After only a few hours of deliberations, a jury delivered a crushing verdict for Santa Clara Vice Mayor Anthony Becker: he is guilty of leaking an explosive civil grand jury report and then lying about it under oath.
The decision, which was delivered in Santa Clara County Superior Court in Morgan Hill on Thursday, comes as a blow to Becker who has maintained his innocence since he was first indicted in April 2023.
The trial began a day after the Nov. 5 election where Becker came in dead last in a three-way race to try and hold onto his seat. More than a dozen witnesses were called by the prosecution and none by the defense. Becker opted not to take the stand.

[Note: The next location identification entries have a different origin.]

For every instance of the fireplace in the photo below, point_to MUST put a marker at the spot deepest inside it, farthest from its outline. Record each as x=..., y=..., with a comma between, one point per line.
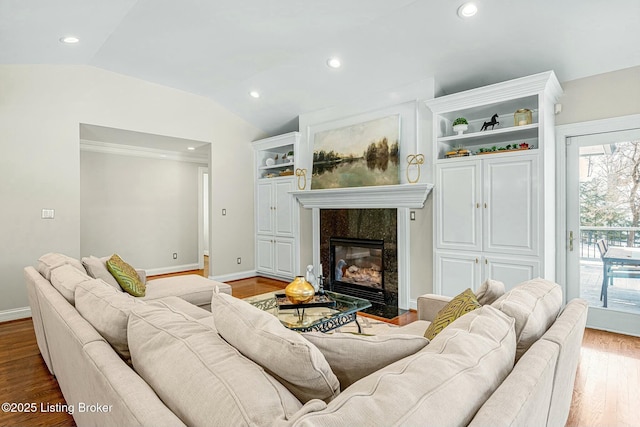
x=357, y=268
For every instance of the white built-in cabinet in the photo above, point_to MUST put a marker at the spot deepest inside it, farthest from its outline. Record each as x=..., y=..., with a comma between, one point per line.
x=276, y=210
x=494, y=213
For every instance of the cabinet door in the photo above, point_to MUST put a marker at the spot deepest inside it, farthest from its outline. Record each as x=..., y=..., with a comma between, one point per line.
x=284, y=205
x=458, y=224
x=264, y=254
x=510, y=270
x=455, y=272
x=510, y=205
x=284, y=257
x=264, y=208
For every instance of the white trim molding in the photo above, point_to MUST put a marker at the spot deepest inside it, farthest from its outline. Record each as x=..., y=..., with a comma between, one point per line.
x=134, y=151
x=171, y=269
x=15, y=314
x=235, y=276
x=381, y=196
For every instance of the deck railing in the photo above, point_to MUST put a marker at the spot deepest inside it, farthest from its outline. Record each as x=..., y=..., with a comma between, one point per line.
x=614, y=236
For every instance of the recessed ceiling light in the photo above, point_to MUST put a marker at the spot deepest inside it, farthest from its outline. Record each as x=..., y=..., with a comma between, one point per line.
x=467, y=10
x=69, y=39
x=334, y=63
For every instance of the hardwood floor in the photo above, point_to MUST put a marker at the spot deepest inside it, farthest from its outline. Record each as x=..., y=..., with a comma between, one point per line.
x=606, y=389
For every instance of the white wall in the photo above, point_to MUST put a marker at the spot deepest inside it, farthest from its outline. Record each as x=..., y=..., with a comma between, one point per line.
x=144, y=209
x=603, y=96
x=41, y=107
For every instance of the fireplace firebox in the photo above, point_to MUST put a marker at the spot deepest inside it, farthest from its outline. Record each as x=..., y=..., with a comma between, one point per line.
x=357, y=268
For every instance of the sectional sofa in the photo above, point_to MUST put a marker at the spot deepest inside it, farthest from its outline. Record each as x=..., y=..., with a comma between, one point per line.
x=169, y=362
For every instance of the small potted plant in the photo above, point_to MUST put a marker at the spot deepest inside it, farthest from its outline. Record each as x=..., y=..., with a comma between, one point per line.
x=460, y=125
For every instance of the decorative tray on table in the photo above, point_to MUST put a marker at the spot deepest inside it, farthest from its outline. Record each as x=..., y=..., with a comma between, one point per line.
x=317, y=301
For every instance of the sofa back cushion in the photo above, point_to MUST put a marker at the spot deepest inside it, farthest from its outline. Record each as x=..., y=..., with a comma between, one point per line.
x=66, y=278
x=352, y=357
x=535, y=305
x=199, y=376
x=260, y=336
x=444, y=384
x=107, y=310
x=97, y=268
x=50, y=261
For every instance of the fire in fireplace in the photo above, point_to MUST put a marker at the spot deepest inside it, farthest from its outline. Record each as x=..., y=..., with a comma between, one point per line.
x=357, y=268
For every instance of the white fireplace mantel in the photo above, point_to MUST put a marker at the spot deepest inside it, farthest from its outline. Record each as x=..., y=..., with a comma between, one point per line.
x=402, y=197
x=380, y=196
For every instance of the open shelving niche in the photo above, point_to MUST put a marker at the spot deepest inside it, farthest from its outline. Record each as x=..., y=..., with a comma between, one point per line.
x=473, y=139
x=264, y=171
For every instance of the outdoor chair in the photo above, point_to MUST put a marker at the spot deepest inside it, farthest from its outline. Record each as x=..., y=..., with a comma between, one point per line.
x=614, y=270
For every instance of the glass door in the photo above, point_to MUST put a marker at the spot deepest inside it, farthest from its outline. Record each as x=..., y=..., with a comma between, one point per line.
x=603, y=220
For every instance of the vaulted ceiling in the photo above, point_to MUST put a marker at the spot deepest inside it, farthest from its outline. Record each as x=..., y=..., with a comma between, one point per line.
x=223, y=49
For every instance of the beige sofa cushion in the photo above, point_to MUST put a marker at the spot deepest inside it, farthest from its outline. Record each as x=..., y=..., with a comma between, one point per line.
x=191, y=287
x=490, y=291
x=352, y=357
x=50, y=261
x=97, y=268
x=107, y=310
x=66, y=278
x=535, y=305
x=199, y=376
x=261, y=337
x=444, y=384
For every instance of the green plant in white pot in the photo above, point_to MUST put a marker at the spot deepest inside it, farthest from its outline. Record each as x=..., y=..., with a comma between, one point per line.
x=460, y=125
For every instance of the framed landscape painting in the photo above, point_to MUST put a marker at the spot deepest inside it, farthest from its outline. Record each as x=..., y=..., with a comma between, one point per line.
x=358, y=155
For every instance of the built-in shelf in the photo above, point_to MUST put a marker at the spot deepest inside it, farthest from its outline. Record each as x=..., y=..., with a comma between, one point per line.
x=495, y=136
x=380, y=196
x=277, y=166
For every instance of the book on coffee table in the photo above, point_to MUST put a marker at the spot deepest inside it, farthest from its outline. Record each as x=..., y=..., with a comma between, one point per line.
x=317, y=301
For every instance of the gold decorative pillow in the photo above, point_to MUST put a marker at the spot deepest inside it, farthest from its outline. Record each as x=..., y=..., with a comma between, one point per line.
x=126, y=276
x=461, y=304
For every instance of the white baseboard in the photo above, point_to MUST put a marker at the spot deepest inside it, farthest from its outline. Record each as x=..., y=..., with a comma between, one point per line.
x=172, y=269
x=234, y=276
x=15, y=314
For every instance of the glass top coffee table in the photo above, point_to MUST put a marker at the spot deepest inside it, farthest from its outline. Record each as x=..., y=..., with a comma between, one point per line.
x=313, y=319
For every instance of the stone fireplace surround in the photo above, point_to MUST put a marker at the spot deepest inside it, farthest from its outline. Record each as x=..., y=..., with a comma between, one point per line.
x=401, y=198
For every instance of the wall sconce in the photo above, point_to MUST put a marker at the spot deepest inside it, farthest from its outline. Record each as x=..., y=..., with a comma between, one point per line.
x=414, y=160
x=302, y=178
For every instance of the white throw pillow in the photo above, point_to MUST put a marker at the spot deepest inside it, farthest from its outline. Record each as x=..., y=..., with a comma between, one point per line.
x=260, y=336
x=352, y=357
x=97, y=268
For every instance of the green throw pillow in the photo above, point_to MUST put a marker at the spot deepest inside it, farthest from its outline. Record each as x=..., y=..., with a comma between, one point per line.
x=126, y=276
x=458, y=306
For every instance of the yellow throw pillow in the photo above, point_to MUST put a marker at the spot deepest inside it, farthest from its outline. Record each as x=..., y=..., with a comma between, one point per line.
x=458, y=306
x=126, y=276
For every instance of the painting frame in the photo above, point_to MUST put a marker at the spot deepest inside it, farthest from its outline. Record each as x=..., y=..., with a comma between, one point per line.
x=361, y=154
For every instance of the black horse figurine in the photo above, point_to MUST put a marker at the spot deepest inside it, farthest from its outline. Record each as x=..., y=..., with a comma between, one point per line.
x=492, y=123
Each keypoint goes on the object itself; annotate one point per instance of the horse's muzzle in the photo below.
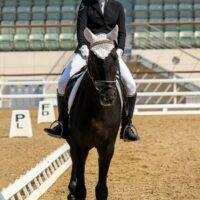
(108, 97)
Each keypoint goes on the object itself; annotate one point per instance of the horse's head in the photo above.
(103, 64)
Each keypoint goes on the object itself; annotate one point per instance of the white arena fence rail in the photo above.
(37, 181)
(146, 109)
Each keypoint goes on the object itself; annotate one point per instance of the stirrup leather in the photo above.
(60, 124)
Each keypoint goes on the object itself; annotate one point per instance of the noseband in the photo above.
(102, 85)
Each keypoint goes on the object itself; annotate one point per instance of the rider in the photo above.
(100, 16)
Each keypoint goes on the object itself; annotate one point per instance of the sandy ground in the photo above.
(17, 155)
(163, 165)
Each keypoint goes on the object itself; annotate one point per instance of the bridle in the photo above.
(102, 85)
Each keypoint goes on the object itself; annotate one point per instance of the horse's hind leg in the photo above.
(105, 156)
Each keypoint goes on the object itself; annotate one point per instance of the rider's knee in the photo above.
(131, 88)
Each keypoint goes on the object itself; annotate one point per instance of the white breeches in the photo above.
(78, 62)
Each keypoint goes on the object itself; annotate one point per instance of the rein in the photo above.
(102, 42)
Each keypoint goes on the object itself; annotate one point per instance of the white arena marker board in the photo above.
(20, 124)
(46, 112)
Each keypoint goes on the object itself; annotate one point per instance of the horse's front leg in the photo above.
(72, 183)
(77, 183)
(105, 156)
(73, 179)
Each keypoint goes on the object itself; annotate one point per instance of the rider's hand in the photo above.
(119, 52)
(84, 51)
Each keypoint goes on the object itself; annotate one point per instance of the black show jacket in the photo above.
(91, 16)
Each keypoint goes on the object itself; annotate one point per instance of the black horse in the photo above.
(95, 117)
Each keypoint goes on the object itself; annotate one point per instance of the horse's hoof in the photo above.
(70, 197)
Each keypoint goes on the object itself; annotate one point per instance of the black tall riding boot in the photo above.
(127, 133)
(59, 131)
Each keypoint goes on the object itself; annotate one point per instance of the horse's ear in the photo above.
(113, 35)
(89, 36)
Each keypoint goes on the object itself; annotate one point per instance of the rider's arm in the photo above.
(122, 28)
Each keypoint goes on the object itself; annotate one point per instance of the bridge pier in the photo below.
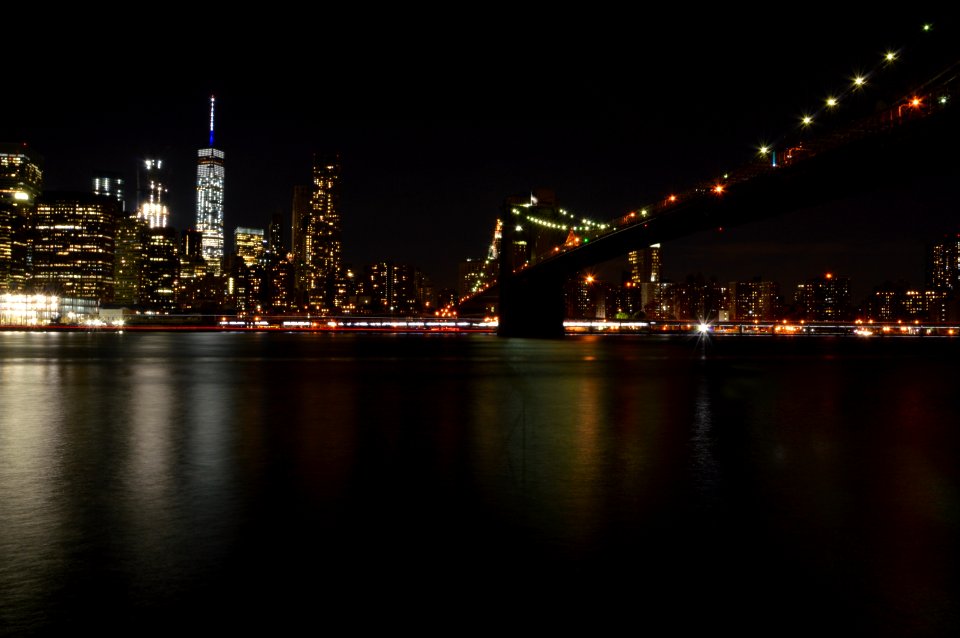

Rahul Chandhok, the San Francisco 49ers’ former chief of communications, served as the prosecution’s star witness, testifying at the very beginning of the trial that Becker was the one who leaked him the report.
“Unsportsmanlike Conduct” — a bombshell Santa Clara County Civil Grand Jury report — was released a month shy of Election Day in 2022 as Becker unsuccessfully challenged Mayor Lisa Gillmor for her seat. The report accused Becker and several other members of the council of having an improper relationship with the 49ers and holding closed door meetings with team lobbyists that potentially violated state law.
The NFL team spent heavily on the election that year, shelling out more than $1.4 million trying to get Becker elected, and another roughly $1 million attacking Gillmor.
Chandhok said Becker sent him the report on Oct. 6, 2022 via Signal, an encrypted messaging app where the messages between the two were set to disappear after a certain amount of time. The report was set to be released on Oct. 10, but appeared in several media outlets on Oct. 7.
The 49ers quickly worked to get ahead of the story, calling the report a “hatchet job” and investigating whether any of the jurors were biased.
During closing arguments on Wednesday, Deputy District Attorney Jason Malinsky tried to persuade the jury that Chandhok had “no reason to lie.”
“What are his motivations?” Malinsky asked. “He was given immunity. He was actually forced under court order to testify.”
While the prosecution was unable to find any message or email on Becker’s devices that pointed toward him leaking the report, Malinsky said that it wasn’t just one piece of evidence that proved his guilt, but all of it together.
“When you look at the totality of the evidence there is only one conclusion, that Becker committed both of these crimes,” Malinsky said in his closing arguments.
But Chris Montoya, a deputy public defender who is part of Becker’s five-person legal team, told the jury “that the prosecution failed.”
He argued that the defense revealed that evidence had been destroyed by the prosecution during the investigation, that they uncovered new evidence and that the forensic team who reviewed Becker and Chandhok’s devices were “unqualified.”
Montoya called the case against the vice mayor “circumstantial” and said that many questions remained unanswered, such as why Councilmember Kevin Park had a seven-minute call with Chandhok just after 11:30 a.m. on Oct. 6 as the 49ers crafted their response.
“They failed to complete a thorough investigation,” he said on Wednesday. “They failed to prove Mr. Becker is guilty.”